The Massachusetts Institute of Technology should broaden its faculty recruiting efforts to include highly regarded institutions known for ethnic diversity or it risks losing the best professors and minority students who feel drawn to universities with more diverse environments, according to a report on the climate at MIT for minority faculty.
The report tries to drive home the point that excellence and inclusion are not competing concepts. They can be achieved in unison by opening up frank, albeit at times awkward, dialogue and forging new strategic alliances.
"We would like to be able to create a template that other institutions can use in recruiting graduate students and developing post-doctoral programs, which are often extremely important in generating potential for an academic career, and in recruiting and hiring minority faculty," said Dr. Paula T. Hammond, Bayer Professor of Chemical Engineering and leader of the committee that prepared the report.
The report released Thursday from MIT's Initiative on Faculty Race and Diversity is the product of 30 months of research and analysis by a team of nine MIT faculty members. Provost Dr. L. Rafael Reif launched the initiative in 2007. At issue is how race affects recruitment, retention, professional opportunities and collegial experiences for Black, Hispanic and Native American professors at MIT. The report encompasses all the schools in the university. While there has been progress for under-represented minority (URM) faculty, their experiences are still different from their nonminority peers. Experiences appear to be even more negative for URM females.
One point Hammond emphasized in the report is that MIT recruits heavily from its own graduates and from a few peer institutions such as Harvard and Stanford universities. A key recommendation of the report is to broaden that recruiting base.
"We really need to make partners of our peer schools in a way we perhaps haven't in the past," Hammond said. "Be very strategic and focused on working with peer schools to not only build our pipeline, but then to channel our students to these other institutions and vice versa.

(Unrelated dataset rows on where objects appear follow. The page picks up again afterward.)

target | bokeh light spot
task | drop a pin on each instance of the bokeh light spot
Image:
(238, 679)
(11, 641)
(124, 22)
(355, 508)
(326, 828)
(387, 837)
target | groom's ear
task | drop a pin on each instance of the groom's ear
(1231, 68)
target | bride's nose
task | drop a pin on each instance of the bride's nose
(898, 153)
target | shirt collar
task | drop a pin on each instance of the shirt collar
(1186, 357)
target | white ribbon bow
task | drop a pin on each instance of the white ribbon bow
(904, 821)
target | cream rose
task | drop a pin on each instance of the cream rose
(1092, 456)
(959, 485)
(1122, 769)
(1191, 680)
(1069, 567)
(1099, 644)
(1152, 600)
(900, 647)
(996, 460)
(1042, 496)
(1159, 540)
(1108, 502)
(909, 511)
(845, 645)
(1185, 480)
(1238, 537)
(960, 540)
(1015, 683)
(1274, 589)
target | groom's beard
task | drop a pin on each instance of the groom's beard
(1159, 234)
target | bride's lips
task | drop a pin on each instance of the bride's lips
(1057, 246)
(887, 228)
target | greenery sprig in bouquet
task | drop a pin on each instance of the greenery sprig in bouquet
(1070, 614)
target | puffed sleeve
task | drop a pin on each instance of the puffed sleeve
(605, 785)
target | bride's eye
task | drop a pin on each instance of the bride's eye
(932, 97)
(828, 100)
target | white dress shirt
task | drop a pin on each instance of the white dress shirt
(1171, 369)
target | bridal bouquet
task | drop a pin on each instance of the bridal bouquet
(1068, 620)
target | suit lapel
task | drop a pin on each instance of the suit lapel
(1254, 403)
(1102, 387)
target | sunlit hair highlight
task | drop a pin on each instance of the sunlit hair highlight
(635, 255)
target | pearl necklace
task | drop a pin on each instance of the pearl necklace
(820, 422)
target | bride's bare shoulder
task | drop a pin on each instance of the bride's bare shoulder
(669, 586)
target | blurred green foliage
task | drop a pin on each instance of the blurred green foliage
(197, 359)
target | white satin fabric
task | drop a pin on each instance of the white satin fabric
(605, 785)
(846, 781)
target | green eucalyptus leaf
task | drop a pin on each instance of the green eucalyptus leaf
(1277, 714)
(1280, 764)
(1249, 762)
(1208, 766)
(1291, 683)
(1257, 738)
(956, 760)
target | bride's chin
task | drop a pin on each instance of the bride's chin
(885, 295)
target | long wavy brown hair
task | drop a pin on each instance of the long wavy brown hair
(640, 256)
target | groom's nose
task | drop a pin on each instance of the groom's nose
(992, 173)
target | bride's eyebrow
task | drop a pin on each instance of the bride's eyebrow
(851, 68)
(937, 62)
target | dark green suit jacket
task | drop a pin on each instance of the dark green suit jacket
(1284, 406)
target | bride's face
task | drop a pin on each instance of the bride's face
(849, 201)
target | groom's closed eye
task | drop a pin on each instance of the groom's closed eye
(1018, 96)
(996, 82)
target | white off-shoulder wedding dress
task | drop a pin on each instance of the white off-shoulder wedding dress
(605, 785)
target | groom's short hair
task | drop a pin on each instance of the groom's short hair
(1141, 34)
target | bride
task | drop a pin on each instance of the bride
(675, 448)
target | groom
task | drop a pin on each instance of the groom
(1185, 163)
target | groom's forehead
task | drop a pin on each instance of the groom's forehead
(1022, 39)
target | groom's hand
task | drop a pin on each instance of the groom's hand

So that we increase the number of graduate students across the board in these fields and ultimately increase the number of viable faculty candidates in these fields."
MIT has been grappling with faculty diversity for a number of years and the issue gained national attention in 2007 with the hunger strike of a Black biological engineering professor who was denied tenure.
Although MIT has made some progress- 11 percent of faculty hires in the last five years have been underrepresented minorities and their representation on faculty rose from 4.3 percent in academic year 2001 to 6.4 percent now- turnover is a problem.
The report noted that a higher percentage of URM faculty leave before or after they are promoted to associate professor without tenure, suggesting a professor's first three to five years at MIT are crucial. It also notes poor or negative faculty mentoring experiences are more frequent for URM, and mentoring across MIT lacks consistency. There is also "great awkwardness" in addressing race and racial differences openly at MIT.
With regard to overcoming the awkwardness, Hammond noted, "When we begin to discuss this report among our faculty what we hope to do is engage our faculty. There is a sense that if we talk about excellence in science and technology then we can't pay attention to diversity or background. What we're trying to do at MIT is help faculty feel more comfortable with the idea that diversity can contribute to excellence in a very unique way. Bringing unique perspectives and view points is beneficial."